巷には、もっと悪辣な「水」があふれている。その代表が、磁気や鉱物の力によって水を"活性化"すると謳う商品だ。能書きにはもっともらしい科学用語がちりばめられているが、ニセ科学と考えてまず間違いない。

東京都生活文化局がおこなった検証などを見ても、こうした業者の主張は似たり寄ったりである。強力な磁石でつくった磁場の中に水をとおす。トルマリンなどの鉱物やセラミックと接触させる。そうすることで、「クラスター」の小さい水ができる。細胞に浸透しやすく、まろやかでおいしい。野菜の農薬をよく落とし、水道管のサビを除去する。

それにしても、「クラスター」とは、人々を煙に巻くのにもってこいの用語を見つけてきたものだ。怪しい水ビジネスを見極めるキーワードなので、覚えておいて損はない。「数個の水分子が水素結合によって集まっている状態」のことである。

液体の水がクラスターとして存在しているのは確からしいとしても、個々の分子集団は継続的なものではなく、ピコ秒(1兆分の1秒)単位で生成と消滅を繰り返していると考えられる。しかも、現在の技術では、クラスターの大きさを測定することはできないのだ。水のクラスターという言葉が出てきたら、もうその商品の話に耳を貸す必要はない。

磁気による水の"活性化"に関しては、こんな話がある。おそらく日本で一番有名な科学雑誌『ニュートン』で、かつてこんな実験が紹介された。キュウリでやじろべえを作り、その一端にネオジム磁石を近づけると、やじろべえがわずかに動くというのである。

これを、一部の水ビジネス業者が利用した。磁石に反応するのは、キュウリの水分だ。水には磁性がある。したがって、強力な磁石を使って水に磁場を加えてやると、その性質が活性化した「磁化水」になるのだ、と。

 

このロジックの前段は、実は正しい。水は、外部から磁場を加えてやると、それと逆向きのわずかな磁性を示す(反磁性という)。ただし、磁場の外に出た途端、水は磁性を失う。つまり、磁石のそばを離れた時点で、ただの水に戻るわけだ。

したがって、後段の「磁化水」などというものは、デタラメもいいところである。「磁気処理水」「磁気活性水」など呼び名は様々で、「水をイオン化」「電子を供給」「不純物を還元」といった文言もよく踊っているが、惑わされてはいけない。

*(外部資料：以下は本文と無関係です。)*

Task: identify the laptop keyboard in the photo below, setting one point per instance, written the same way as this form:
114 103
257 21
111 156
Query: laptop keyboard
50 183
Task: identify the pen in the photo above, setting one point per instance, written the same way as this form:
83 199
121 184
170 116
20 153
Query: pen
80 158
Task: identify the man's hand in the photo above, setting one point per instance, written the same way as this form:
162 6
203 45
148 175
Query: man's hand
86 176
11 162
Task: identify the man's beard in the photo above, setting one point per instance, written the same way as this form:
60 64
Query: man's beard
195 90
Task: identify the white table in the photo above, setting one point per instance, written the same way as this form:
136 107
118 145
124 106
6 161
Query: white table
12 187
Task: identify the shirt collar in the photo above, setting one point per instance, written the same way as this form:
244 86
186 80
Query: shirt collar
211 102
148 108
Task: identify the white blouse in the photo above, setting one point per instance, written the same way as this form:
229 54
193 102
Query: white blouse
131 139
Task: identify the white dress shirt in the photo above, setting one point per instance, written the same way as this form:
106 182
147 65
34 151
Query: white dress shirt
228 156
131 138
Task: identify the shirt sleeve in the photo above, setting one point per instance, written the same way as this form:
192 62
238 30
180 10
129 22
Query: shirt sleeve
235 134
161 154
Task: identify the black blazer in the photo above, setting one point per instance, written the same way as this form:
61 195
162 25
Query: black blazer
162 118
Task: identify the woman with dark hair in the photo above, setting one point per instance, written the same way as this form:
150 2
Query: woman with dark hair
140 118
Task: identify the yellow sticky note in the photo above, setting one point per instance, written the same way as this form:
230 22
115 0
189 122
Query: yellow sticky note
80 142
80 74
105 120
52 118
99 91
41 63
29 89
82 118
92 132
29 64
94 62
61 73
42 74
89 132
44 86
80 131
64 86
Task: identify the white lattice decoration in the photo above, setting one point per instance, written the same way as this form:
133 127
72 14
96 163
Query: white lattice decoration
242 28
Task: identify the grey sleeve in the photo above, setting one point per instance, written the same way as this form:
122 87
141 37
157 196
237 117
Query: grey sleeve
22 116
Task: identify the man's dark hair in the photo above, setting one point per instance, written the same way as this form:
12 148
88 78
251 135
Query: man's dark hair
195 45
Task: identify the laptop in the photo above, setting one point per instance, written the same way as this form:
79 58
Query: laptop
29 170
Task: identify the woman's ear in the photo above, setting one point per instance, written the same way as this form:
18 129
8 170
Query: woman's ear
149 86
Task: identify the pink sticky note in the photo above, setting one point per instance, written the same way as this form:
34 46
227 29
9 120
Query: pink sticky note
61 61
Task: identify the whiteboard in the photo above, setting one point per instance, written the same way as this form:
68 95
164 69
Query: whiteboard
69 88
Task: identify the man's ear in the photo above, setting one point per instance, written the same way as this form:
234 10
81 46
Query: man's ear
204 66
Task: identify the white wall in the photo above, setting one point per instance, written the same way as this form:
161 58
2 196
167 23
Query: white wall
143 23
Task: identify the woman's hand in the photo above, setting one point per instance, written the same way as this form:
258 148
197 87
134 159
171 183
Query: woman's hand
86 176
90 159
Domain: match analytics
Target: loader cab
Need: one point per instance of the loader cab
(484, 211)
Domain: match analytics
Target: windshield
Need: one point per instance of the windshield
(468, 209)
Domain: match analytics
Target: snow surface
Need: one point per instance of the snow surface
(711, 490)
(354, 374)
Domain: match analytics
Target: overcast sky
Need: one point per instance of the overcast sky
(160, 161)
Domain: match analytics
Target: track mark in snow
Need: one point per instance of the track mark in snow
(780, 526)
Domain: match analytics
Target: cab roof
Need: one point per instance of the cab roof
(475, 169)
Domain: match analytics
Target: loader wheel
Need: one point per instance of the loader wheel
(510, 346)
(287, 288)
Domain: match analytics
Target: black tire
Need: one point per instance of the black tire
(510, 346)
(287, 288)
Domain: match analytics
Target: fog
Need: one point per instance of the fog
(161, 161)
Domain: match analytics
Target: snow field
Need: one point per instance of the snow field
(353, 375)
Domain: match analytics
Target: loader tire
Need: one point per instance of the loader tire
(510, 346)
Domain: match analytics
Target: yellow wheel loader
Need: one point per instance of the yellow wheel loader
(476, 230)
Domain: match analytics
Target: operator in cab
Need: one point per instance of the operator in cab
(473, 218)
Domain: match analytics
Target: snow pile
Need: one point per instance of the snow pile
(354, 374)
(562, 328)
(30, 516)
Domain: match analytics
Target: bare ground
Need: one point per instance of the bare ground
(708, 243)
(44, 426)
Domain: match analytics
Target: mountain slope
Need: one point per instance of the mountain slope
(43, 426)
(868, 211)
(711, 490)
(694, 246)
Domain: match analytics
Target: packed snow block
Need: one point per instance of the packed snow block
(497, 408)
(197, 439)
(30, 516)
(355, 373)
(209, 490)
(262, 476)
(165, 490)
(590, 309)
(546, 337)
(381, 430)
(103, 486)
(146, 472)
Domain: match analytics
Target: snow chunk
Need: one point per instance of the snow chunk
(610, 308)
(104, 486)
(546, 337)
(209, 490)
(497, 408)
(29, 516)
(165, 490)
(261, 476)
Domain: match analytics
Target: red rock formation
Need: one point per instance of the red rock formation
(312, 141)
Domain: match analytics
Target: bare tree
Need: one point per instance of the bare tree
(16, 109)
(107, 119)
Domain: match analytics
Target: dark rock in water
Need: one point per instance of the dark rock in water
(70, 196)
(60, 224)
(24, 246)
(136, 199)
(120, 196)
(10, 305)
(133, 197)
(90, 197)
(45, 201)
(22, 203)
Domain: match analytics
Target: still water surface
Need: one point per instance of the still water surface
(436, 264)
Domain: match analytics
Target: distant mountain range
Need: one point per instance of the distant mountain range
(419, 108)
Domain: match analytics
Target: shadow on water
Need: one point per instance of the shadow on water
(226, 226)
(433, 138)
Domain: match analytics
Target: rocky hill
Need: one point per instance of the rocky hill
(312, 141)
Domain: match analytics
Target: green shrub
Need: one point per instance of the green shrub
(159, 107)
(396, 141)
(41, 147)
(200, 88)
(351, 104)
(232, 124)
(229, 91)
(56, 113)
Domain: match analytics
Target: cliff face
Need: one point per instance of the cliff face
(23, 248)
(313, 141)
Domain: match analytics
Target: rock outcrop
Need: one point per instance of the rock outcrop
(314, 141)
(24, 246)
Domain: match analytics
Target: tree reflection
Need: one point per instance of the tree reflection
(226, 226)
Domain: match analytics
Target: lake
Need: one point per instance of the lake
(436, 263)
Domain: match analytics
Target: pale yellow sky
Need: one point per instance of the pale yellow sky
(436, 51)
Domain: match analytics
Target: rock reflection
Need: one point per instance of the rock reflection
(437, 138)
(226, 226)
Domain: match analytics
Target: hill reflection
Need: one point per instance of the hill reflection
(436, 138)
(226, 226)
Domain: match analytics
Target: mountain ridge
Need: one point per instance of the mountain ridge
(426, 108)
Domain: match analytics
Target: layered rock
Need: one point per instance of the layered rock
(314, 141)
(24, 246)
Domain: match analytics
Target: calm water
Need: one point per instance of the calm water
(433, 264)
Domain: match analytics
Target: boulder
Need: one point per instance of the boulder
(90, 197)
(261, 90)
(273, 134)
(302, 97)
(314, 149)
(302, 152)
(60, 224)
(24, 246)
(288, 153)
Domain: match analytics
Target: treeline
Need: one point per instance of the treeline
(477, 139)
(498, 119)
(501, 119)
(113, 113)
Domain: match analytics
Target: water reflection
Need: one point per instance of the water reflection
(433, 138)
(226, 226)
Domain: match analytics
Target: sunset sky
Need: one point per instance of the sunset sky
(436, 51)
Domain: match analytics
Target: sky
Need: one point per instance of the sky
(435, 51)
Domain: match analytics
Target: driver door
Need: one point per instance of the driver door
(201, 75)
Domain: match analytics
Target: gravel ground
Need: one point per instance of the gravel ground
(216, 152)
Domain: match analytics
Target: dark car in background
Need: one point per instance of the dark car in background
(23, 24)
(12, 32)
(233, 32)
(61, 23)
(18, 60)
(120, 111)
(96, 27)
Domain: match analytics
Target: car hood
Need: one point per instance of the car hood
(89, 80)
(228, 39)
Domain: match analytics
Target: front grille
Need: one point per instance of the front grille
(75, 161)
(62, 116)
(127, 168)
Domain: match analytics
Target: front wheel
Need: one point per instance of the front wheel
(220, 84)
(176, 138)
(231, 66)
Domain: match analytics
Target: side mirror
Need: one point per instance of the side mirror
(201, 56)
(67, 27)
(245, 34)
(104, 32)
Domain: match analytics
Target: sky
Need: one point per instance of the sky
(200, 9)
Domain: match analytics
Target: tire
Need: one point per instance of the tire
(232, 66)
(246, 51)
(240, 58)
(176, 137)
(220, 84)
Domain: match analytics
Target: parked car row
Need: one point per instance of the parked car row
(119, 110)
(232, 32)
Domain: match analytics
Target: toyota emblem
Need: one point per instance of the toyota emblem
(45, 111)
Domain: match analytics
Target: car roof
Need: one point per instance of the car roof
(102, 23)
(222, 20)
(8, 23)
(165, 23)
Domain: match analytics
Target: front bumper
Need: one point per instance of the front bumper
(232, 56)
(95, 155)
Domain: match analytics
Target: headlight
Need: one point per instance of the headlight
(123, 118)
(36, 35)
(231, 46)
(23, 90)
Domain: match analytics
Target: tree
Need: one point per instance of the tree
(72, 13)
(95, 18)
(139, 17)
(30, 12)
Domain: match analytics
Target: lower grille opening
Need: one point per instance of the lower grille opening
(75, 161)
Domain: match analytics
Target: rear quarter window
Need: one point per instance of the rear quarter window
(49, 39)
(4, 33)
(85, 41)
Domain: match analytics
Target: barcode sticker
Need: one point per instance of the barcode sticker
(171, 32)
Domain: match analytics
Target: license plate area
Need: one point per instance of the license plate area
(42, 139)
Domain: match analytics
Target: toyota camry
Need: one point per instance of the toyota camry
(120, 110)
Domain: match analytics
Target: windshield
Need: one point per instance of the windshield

Frog diamagnetic levitation水の反磁性を利用すれば、生きたカエルを宙に浮かせることもできる(オランダ・ラドバウド大学による実験写真、ウィキメディア・コモンズより

トルマリンによる"活性化"も、また然り。「電気石」の別名をもつこの鉱物は、熱や圧力を加えると静電気を帯びるということで、ニセ科学業界で重宝されている。もちろん、それを水に接触させたからといって、水の物理的な性質が変わるわけではない。

科学的事実の一部を都合よく切り取り、それをねじ曲げて飛躍させ、一見"科学風"の説明を作文する。ニセ科学商法の常套手段だが、そのデタラメさは霊水と何ら変わらない。霊的エネルギーの代わりに水に磁場を加え、聖なるクリスタルの代わりにトルマリンをひたしたというだけの話である。